2. If you’re connecting to a domain, type the full name and hit “<Ok>”
v. Enter the username for the domain or share
vi. Enter the path that the image directories are in. Keep in mind that you’ve already selected the server and Linux requires forward slashes in the past. For example if the path is \\SERVER\SHARE\FOLDER, you’d only need to add /SHARE/FOLDER.
vii. (Default) 1.0 SMB protocol 1.0
Other options might be necessary in certain environments, but I’ve had good luck with 1.0.
viii. (Default) auto Use system default
ix. Hit “OK” to enter your user or domain password, then hit “Enter”.
x. Press enter again to continue
xi. (Default) Beginner Beginner mode: Accept the default options

At this screen, you can select if you’re saving or restoring the disk. Skip to step 4 or 5 for backup and restore options (respectively). NOTE: If you can’t see a “restore” option, please scroll to the bottom of this document for an explanation.

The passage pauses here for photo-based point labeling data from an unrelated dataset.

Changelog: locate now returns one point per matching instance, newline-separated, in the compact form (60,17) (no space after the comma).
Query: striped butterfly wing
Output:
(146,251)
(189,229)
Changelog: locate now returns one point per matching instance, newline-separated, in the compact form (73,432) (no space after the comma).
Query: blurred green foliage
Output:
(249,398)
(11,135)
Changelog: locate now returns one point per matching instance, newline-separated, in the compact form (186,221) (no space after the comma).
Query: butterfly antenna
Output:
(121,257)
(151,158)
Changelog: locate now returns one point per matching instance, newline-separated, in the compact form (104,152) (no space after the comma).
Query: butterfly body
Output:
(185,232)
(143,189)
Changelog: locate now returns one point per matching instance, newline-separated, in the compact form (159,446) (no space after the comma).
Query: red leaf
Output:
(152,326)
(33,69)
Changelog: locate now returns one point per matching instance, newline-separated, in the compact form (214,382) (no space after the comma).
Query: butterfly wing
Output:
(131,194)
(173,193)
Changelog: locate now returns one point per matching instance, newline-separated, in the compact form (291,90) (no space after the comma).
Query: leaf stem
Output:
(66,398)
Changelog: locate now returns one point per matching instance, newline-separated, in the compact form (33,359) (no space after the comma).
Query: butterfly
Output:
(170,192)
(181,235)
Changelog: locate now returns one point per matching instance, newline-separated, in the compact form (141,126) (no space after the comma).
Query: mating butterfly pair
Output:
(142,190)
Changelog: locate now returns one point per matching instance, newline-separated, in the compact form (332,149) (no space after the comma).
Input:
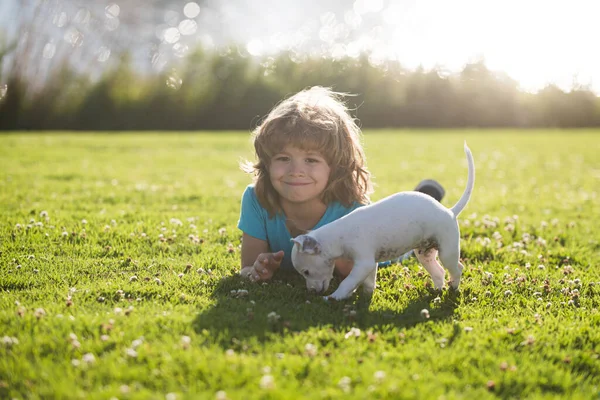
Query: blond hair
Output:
(314,119)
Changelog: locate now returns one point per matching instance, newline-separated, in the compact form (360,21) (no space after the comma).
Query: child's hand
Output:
(264,267)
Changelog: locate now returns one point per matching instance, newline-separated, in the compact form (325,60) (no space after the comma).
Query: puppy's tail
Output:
(462,202)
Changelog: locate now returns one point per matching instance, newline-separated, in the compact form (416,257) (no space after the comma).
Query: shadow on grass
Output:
(235,315)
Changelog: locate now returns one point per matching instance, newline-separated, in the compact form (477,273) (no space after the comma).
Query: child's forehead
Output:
(294,149)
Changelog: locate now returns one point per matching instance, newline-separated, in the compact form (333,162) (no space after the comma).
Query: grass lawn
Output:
(119,254)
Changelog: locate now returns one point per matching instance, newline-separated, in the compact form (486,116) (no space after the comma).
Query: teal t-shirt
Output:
(255,221)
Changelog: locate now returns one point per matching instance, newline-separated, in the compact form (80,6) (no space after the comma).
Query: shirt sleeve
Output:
(252,215)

4) Create an image of the machine

a. Select: savedisk Save_local_disk_as_an_image
b. Enter a name for the image. Make SURE it ends in “-img”. I always recommend a name, followed by a Year:Month:Day date: Name_2018-11-29-img
c. Select the local disk that you’d like to image. In many cases it will be the only hard drive in the computer.
d. (Default) -sfsck Skip checking/repairing source file system
e. (Default) Yes, check the saved image (if you’re pressed for time, you can skip this, but it’s good to verify the image backup.)
f. (Default) -senc Not to encrypt the image (if the customer demands encryption, just MAKE SURE to record and archive the encryption keys)
g. (Default) -p choose Chose reboot/shutdown/etc when everything is finished
h. Press “Enter” to start the backup
i. Type “Y” and hit enter for every prompt.


I’ve commonly run into a “dev is scheduled for a check or it was shutdown uncleanly” error when imaging Windows machines.  This can occur even if the PC absolutely was shut down properly and doesn’t have a check scheduled.  The fix is super easy:  Run a check at the next reboot, then boot to Clonezilla before going back to Windows.  Here’s how:

    • Boot into Windows and open a command prompt (type “cmd” in the start menu).
    • Type “chkdsk /f” and hit enter.
    • It’ll prompt you, then tell you Check Disk will run after the next boot.
    • Reboot the machine
    • Wait for chkdsk to run but do NOT let the PC boot back to Windows!!!!!
    • After it finishes, it will reboot once again.  THIS is when you need to select alternate boots and load Clonezilla from a USB stick.
    • As long as Clonezilla is loaded after chkdsk, but before the next Windows boot, it should work just fine.  As a note, this is only an issue when creating images, not restoring.

5) Restore an image of the machine

a. Select “restoredisk Restore_an_image_to_local_disk
NOTE: If you can’t see a “restore” option, please scroll to the bottom of this document for an explanation.
b. Choose the image file to restore from.
c. Choose the target hard drive.
d. (Default) Yes, check the image before restoring
e. (Default) -p choose Chose reboot/shutdown/etc when everything is finished
f. Press “Enter” to start restore
g. Type “Y” and hit enter for every prompt.

Restore note:
If you’re trying to restore from an image, but don’t see any restore options, then there’s a problem with the image folder. You can try restarting Clonezilla by going to “Exit” and in step “vi” find the subdirectory the image is in (which is why I recommend keeping the image folder on the root of the drive). If you still can’t get restore options to show up, the image folder might be corrupt – The image file itself might not be working, or the folder might not be labeled properly (it needs to end in -img).